Best Reader Comments

Zane: HISsie 2018 nomination + a lock on “Biggest Sore Winner” in a one-horse race. (Another Dave)

Why is it that every time IBM announces another quarterly loss (is this the 25th or 26th consecutive quarter?) that the people who have been busting their tails for years are the ones who unceremoniously get let go while the people in leadership continue to collect their massive salaries and are pretty much immune to any excision-related actions? (Genteel Giant)

Are there really so few women or people of color who making newsworthy HIT career moves? (ellemennopee87)

Keeping current on industry trends is smart, and I think writing thoughts and trends down in your own words (versus just skimming) industry news, if even just a couple sentences a day or even per week, is a good way to stay current. (Kallie)
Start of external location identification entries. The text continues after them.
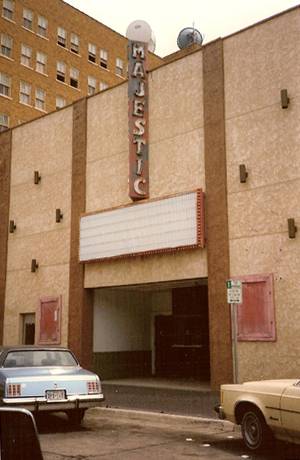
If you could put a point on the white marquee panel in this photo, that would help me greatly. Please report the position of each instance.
(145, 227)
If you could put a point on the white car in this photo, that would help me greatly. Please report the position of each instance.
(264, 409)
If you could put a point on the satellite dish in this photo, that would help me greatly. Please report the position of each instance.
(139, 31)
(188, 36)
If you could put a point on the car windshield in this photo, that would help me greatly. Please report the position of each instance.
(29, 358)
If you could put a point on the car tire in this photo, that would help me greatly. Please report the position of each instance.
(256, 433)
(75, 416)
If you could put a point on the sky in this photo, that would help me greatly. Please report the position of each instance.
(213, 18)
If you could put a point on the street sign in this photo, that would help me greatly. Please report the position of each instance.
(234, 291)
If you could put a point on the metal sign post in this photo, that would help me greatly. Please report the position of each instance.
(234, 298)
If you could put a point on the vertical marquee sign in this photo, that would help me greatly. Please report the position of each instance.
(138, 120)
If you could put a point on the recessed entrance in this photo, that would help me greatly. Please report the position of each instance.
(181, 339)
(152, 330)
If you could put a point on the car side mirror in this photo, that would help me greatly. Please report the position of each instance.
(19, 438)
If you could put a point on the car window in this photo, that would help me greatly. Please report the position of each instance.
(32, 358)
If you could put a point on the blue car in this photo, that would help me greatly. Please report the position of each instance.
(47, 379)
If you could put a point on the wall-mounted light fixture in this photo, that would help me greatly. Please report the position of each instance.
(34, 265)
(12, 226)
(36, 177)
(243, 173)
(58, 215)
(292, 228)
(285, 100)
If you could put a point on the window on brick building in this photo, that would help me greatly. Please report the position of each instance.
(40, 99)
(256, 315)
(42, 26)
(92, 52)
(41, 62)
(25, 93)
(119, 67)
(103, 58)
(61, 37)
(61, 71)
(4, 122)
(60, 102)
(27, 19)
(5, 84)
(103, 85)
(74, 43)
(26, 55)
(6, 45)
(92, 83)
(74, 77)
(8, 9)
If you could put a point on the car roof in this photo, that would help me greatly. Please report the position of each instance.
(31, 347)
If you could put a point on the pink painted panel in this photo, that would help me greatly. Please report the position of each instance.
(256, 315)
(49, 320)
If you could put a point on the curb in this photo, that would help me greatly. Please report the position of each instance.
(172, 419)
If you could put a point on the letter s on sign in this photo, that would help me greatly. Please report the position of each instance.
(136, 186)
(139, 124)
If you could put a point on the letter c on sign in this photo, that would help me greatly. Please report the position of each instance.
(136, 186)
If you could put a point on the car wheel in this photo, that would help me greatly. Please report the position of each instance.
(255, 432)
(76, 416)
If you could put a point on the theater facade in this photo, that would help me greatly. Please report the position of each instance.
(124, 214)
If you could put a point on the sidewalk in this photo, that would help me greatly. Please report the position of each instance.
(187, 398)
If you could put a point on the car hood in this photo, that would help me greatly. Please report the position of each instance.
(44, 371)
(272, 386)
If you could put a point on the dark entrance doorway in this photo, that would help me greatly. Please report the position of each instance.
(182, 339)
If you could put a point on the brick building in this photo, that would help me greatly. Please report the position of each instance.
(139, 287)
(51, 54)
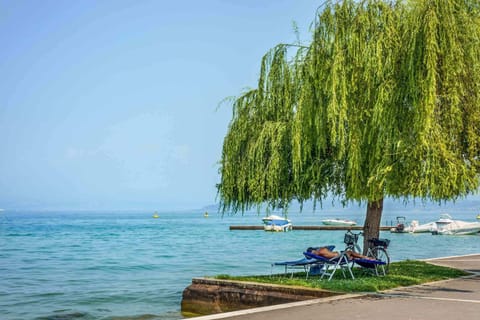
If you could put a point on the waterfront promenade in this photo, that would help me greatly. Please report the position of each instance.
(449, 299)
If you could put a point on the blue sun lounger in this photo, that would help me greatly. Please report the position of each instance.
(308, 265)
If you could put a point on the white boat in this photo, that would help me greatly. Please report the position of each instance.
(338, 222)
(276, 223)
(415, 227)
(446, 225)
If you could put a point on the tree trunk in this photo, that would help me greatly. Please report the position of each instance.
(371, 227)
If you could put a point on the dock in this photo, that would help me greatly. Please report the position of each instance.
(317, 228)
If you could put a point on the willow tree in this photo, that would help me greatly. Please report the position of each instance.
(384, 102)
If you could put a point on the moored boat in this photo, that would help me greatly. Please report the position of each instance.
(338, 222)
(276, 223)
(415, 227)
(448, 226)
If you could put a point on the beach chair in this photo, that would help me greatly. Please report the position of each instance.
(330, 266)
(310, 266)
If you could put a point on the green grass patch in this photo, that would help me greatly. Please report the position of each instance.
(404, 273)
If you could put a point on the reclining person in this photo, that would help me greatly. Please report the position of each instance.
(326, 253)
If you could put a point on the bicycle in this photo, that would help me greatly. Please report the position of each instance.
(377, 251)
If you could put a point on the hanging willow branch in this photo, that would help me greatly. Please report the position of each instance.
(384, 102)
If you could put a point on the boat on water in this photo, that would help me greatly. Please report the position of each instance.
(276, 223)
(338, 222)
(446, 225)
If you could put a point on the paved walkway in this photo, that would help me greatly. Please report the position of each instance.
(451, 299)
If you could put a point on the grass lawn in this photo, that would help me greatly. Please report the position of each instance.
(404, 273)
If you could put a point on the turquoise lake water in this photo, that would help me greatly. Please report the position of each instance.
(127, 265)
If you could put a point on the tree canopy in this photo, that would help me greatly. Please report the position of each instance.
(384, 101)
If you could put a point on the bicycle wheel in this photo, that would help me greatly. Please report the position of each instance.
(381, 254)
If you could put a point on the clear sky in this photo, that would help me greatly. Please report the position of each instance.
(112, 104)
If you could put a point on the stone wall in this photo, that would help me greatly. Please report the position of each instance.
(208, 296)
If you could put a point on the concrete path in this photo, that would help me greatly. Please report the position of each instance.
(451, 299)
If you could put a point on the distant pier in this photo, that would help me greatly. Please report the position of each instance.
(329, 228)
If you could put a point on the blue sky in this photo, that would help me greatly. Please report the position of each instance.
(113, 104)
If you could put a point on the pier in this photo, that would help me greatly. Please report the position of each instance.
(317, 228)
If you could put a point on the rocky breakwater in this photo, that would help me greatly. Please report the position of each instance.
(208, 296)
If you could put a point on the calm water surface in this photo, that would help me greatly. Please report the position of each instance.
(111, 265)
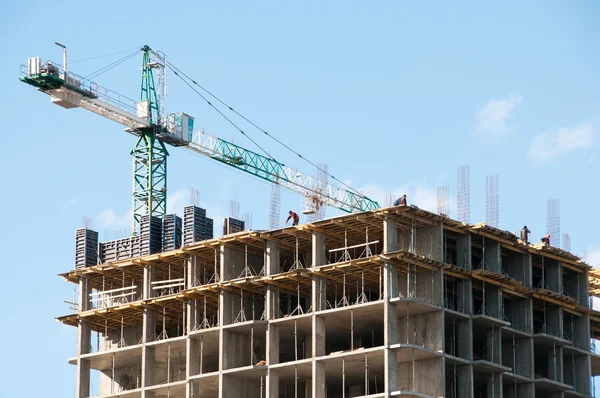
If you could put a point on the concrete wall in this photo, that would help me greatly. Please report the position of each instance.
(424, 330)
(428, 379)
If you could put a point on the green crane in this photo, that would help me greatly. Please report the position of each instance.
(146, 120)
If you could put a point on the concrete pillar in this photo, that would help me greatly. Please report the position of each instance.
(464, 339)
(555, 366)
(493, 345)
(581, 335)
(463, 251)
(517, 267)
(524, 364)
(318, 323)
(493, 301)
(494, 385)
(272, 251)
(390, 311)
(84, 337)
(465, 295)
(554, 280)
(554, 321)
(192, 365)
(464, 381)
(430, 242)
(148, 334)
(583, 293)
(226, 272)
(493, 259)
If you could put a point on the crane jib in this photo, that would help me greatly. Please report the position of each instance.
(69, 90)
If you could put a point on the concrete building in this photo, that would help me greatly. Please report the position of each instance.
(394, 302)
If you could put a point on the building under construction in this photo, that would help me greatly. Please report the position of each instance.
(392, 302)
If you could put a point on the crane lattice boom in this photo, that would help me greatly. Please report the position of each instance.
(144, 120)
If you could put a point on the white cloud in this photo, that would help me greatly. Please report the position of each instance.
(592, 256)
(417, 193)
(492, 117)
(561, 141)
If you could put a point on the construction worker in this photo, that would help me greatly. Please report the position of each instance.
(525, 234)
(546, 239)
(293, 216)
(401, 201)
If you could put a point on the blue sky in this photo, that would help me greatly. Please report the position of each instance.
(393, 96)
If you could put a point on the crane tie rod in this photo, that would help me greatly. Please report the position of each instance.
(255, 125)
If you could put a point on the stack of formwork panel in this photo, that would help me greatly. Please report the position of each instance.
(196, 226)
(119, 249)
(232, 225)
(86, 248)
(171, 232)
(151, 235)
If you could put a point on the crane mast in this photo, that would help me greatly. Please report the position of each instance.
(147, 121)
(149, 153)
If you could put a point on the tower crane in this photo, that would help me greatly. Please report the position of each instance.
(155, 130)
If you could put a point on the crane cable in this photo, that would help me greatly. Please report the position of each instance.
(100, 71)
(175, 70)
(225, 117)
(104, 56)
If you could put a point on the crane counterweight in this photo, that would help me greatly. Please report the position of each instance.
(147, 121)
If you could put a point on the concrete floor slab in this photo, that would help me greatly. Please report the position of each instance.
(548, 385)
(409, 394)
(488, 321)
(413, 306)
(286, 325)
(176, 388)
(103, 360)
(509, 332)
(574, 394)
(457, 315)
(287, 370)
(595, 359)
(548, 340)
(352, 363)
(452, 360)
(408, 352)
(515, 378)
(245, 328)
(487, 367)
(137, 393)
(253, 372)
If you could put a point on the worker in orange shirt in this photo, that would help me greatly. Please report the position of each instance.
(294, 217)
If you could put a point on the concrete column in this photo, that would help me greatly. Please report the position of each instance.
(464, 337)
(465, 295)
(524, 357)
(319, 302)
(84, 341)
(494, 385)
(463, 251)
(555, 365)
(192, 365)
(493, 301)
(390, 310)
(464, 381)
(554, 276)
(554, 321)
(272, 251)
(517, 267)
(493, 346)
(226, 272)
(430, 242)
(493, 259)
(148, 334)
(583, 293)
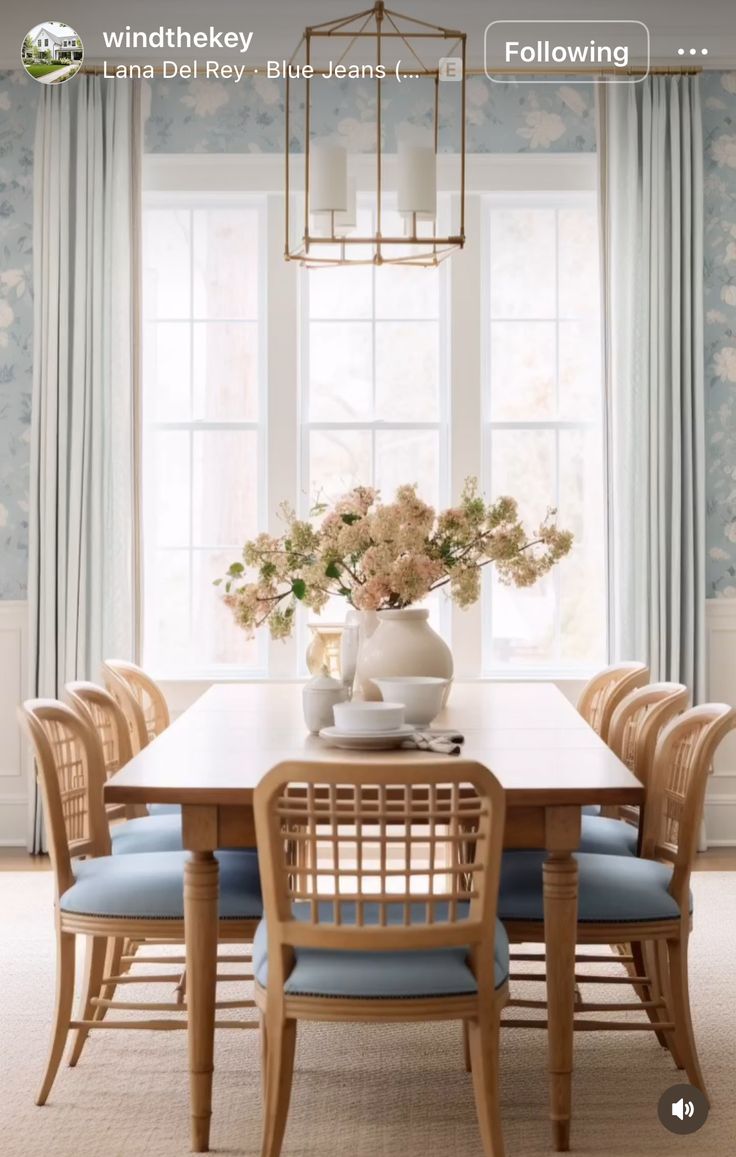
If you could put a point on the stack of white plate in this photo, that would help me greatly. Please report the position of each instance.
(367, 727)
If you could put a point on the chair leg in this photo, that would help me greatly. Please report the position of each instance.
(684, 1034)
(281, 1045)
(665, 990)
(63, 1011)
(484, 1052)
(112, 967)
(94, 972)
(466, 1047)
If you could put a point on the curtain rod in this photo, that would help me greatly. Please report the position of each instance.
(95, 69)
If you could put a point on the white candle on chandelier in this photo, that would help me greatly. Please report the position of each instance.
(417, 181)
(328, 177)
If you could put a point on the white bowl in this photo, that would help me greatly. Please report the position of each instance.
(368, 716)
(421, 694)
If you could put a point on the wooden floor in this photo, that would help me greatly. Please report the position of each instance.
(17, 860)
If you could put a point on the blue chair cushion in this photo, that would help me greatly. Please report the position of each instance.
(151, 886)
(608, 837)
(149, 833)
(434, 972)
(611, 890)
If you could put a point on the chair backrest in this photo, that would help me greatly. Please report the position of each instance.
(677, 786)
(397, 855)
(638, 720)
(604, 692)
(71, 773)
(141, 700)
(105, 715)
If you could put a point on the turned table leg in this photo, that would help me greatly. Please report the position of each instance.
(560, 927)
(200, 920)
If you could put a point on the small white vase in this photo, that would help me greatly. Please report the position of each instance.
(399, 642)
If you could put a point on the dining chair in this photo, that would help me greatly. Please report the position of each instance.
(633, 734)
(146, 709)
(637, 899)
(380, 892)
(604, 692)
(104, 898)
(144, 832)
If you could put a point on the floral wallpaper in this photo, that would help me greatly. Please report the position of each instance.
(218, 117)
(17, 118)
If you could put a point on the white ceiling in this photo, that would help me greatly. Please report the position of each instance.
(278, 24)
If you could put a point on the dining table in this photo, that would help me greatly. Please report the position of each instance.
(211, 758)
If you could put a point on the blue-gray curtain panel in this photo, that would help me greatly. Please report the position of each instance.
(82, 584)
(650, 157)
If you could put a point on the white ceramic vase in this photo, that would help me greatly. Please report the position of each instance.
(398, 642)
Practice Fusion is a little clunky in some areas, very slick in others, but the great thing about it is that it’s continually improving. Someone there really cares about users and keeps making the little refinements that make the physician’s day easier. Hopefully, whoever they are, they’ll stick around after the Allscripts acquisition! We’re paying the $100/provider/month for now and we’ll see how it goes. (Dr. Herzenstube)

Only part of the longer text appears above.